L'illettrisme entre actions et réflexions
Juliette Doury-Bonnet
Le 10 mai dernier, la Bibliothèque Buffon a accueilli une journée d’étude sur l’illettrisme, organisée par l’ABF Île-de-France. Annick Guinery (Bibliothèque municipale de Choisy-le-Roi) justifia le choix de ce thème par le rôle de lien social que revendiquent les bibliothèques et par leur souci de toucher les publics en difficulté qui les fréquentent peu ou pas. Même si elle reconnut que le sujet pouvait apparaître comme « galvaudé » aux yeux de certains.
Jean-Claude Utard (Ville de Paris) rappela le contexte de l’apparition du terme d’illettrisme, dans les années 1980 1, dans la mouvance d’ATD Quart Monde. Il souleva quatre questions : la définition de la notion (celle de l’Unesco est différente de celle de Jean Foucambert et de l’INRP) ; le dénombrement des illettrés ; la représentation sociale et médiatique d’un phénomène qui remet en cause l’action de l’école et interpelle les bibliothèques confrontées à des populations qui ne maîtrisent pas la lecture ; les remèdes et les actions de prévention.
Dans sa communication, « Quand l’illettrisme fabrique des illettrés », le sociologue Claude Poissenot (IUT Nancy II) montra que « les discours fabriquent des représentations agissant sur ceux qui font l’objet de ces discours ». Il s’est interrogé sur la construction du discours sur l’illettrisme, à partir de l’enquête de François Furet et Jacques Ozouf sur l’alphabétisation de la France, parue en 1977 2. Il a proposé plusieurs pistes.
Tout d’abord, il a remarqué qu’on avait changé de définition. Lire, ce n’est plus seulement oraliser un texte, c’est le comprendre ; écrire, ce n’est plus savoir recopier pour signer un registre de mariage, c’est savoir rédiger. « On peut alors fabriquer 70 % d’illettrés. »
De plus, à cause du marché du travail, les exigences ont augmenté par rapport aux compétences. L’illettrisme naît de cet écart.

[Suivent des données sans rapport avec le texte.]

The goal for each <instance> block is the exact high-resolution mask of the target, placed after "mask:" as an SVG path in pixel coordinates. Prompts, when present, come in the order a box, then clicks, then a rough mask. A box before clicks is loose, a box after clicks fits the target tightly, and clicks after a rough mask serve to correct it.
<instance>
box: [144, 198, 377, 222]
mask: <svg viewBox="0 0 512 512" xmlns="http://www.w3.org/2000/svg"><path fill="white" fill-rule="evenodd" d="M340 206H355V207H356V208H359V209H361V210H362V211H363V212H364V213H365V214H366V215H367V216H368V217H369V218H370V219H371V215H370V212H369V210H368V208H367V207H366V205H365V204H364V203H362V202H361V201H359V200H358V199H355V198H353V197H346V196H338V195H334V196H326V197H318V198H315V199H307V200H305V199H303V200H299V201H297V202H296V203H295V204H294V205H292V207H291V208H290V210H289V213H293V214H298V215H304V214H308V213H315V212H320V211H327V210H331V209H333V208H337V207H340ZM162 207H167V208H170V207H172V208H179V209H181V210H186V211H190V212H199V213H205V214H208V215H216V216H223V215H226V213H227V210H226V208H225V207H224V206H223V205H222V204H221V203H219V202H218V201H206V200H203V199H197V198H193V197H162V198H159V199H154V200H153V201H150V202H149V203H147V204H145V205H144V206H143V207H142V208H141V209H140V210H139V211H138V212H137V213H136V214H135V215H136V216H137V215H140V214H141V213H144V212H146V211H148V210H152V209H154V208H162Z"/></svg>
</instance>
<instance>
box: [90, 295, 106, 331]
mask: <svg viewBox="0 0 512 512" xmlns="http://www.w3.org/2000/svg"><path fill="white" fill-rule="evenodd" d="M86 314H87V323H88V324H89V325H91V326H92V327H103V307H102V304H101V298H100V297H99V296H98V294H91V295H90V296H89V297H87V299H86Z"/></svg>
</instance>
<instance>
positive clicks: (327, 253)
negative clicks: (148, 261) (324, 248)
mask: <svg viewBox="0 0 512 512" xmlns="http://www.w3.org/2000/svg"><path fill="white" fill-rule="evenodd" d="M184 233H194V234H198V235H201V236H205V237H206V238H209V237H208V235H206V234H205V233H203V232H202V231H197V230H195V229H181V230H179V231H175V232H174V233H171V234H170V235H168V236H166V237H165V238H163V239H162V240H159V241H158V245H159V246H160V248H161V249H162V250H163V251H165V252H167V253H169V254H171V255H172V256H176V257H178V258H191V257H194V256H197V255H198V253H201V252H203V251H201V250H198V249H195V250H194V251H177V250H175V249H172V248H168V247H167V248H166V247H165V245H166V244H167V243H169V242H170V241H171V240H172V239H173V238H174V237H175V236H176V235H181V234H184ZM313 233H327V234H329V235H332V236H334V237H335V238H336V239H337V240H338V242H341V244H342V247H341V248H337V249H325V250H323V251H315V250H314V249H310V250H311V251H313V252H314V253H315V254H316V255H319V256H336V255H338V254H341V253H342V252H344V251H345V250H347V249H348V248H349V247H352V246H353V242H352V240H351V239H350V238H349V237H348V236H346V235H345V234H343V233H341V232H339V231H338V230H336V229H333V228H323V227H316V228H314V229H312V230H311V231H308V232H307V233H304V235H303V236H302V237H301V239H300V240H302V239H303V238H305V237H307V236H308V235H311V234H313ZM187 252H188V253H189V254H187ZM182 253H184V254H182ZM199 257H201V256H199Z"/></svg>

Enfin, appuyé sur des « “cas frappants”, témoignages éloquents de la souffrance des illettrés », un « problème social », stigmatisé par Bernard Lahire 3, a émergé, suscitant l’indignation des élites (hommes politiques de tous bords, journalistes, etc.), au nom de valeurs supérieures, telles que l’ordre social, la démocratie, le lien social, la citoyenneté.
Succédant à « échec scolaire », le mot « illettrisme » a fait une entrée récente dans le système scolaire. Nicole Wells (IUFM de Créteil) proposa un état des lieux et pointa les contradictions du système mis en place par l’Éducation nationale. Les programmes 2003 comportaient un Plan d’action contre l’illettrisme qui proposait cinq mesures « hétéroclites, sans unité de vue ». Et l’on observe dans ceux de 2002 une hésitation selon les cycles entre l’accent mis sur l’apprentissage technique de la lecture et l’insistance sur l’entrée dans la littérature, d’où la tentation sur le terrain de revenir à des méthodes « qui ont fait leurs preuves » et de réserver la littérature à des organismes culturels.
Khaled Abichou a décrit le dispositif national de lutte contre l’illettrisme, notant au passage que l’on parlait désormais plutôt de « situation d’illettrisme », afin de mettre l’accent sur l’interaction avec l’environnement. L’Agence nationale de lutte contre l’illettrisme a pris le relais du Groupe permanent de lutte contre l’illettrisme (GPLI) en 2000. Elle privilégie la prévention, qui s’appuie sur l’école et le périscolaire. Ses axes prioritaires sont l’identification du phénomène (en le quantifiant par des statistiques) et la mobilisation des entreprises pour favoriser la formation de base. La principale interrogation concerne les exigences du monde économique.
Cécile de Laubier, animatrice de bibliothèque de rue d’ATD Quart Monde à Paris, a insisté sur la difficulté que certains enfants rencontrent pour s’inscrire à la bibliothèque municipale : peur de l’institution, peur d’être « fichés », honte de l’illettrisme de leurs parents, sensation que « le livre, cela ne les concerne pas, puisqu’il n’y en a pas à la maison ».
La journée s’est achevée par une table ronde où furent exposés outils et expériences de terrain : fonds départemental sur l’écrit, le livre et la lecture à Boissy-Saint-Léger ; ateliers de lecture à haute voix dans les collèges, animés par un comédien professionnel, à Sannois ; expérience de médiation dans le réseau des bibliothèques parisiennes, interrompue à la fin des contrats emplois-jeunes… Le débat qui a suivi entre les intervenants et le public a mis l’accent sur la difficulté à pérenniser les projets et sur le dédale des financements.